Puppy care is one of the most joyful, exciting - and nerve wracking experiences there is (especially if you’re new to dog ownership). In addition to setting them up with a routine and preparing for life as a pet owner, it can be useful to have a new puppy checklist handy.
Buying or adopting a new pet is a huge responsibility - one that can last for many years. Decide carefully whether you are ready to become a pet owner and factor the budget, the size of your home, and any other pets or children living there into your puppy checklist.
You can start walking your puppy 1-2 weeks after they are fully vaccinated - but watch closely and check with your vet first. Begin with short walks, such as a quick toilet trip to the garden. In general you can use the following to work out how many minutes per day of exercise your puppy needs:
Minutes of walking (for two short walks per day) = puppy’s age in months x 5 ÷ 2
Leash, Collar and Harness
Be very careful when using any sort of leash or harness, and never leave your puppy unattended as this can lead to strangulation. A longer training leash is recommended - plus a short “dragline” leash measuring 4-6 feet for keeping them close by.

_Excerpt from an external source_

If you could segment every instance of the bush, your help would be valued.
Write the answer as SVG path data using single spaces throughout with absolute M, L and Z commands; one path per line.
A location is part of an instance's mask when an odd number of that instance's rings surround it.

Remember your puppy will outgrow their collar and harness in a surprisingly short amount of time, so make sure these are sturdy, yet inexpensive.
3. Puppy Food
Puppies require nutritious food to support their mental and physical development at every stage. Before collecting your pup from the rescue centre or breeder, ask about the type and brand of puppy food (they should be able to supply a few days’ worth of food for you to bring home). Your pup should also have safe access to water at all times.
By eight weeks they should be fully weaned and on solids (if they have not been weaned, they are not ready to come home). If switching over to another brand once they’re settled, allow a week to 10 days to avoid tummy upset - and introduce gradually (if switching to dry food, your puppy may need to drink more water).
Food and Water Bowls
A simple stainless steel food and water bowl are all you need to feed your pup. Safer than plastic or glass and easy to clean, they’re also less likely to flip over by accident. For speedy eaters, a puzzle bowl can help to prevent stomach upset while providing mental stimulation.
Pouches and Containers
If you find yourself with a pocketful of crumbs, a treat pouch is useful to keep on hand - especially for training sessions or if you’re out and about. Food containers are also useful for food on the move (if you’re bringing wet or raw food be sure to keep it chilled so it doesn’t spoil as this can breed bacteria, making your puppy unwell).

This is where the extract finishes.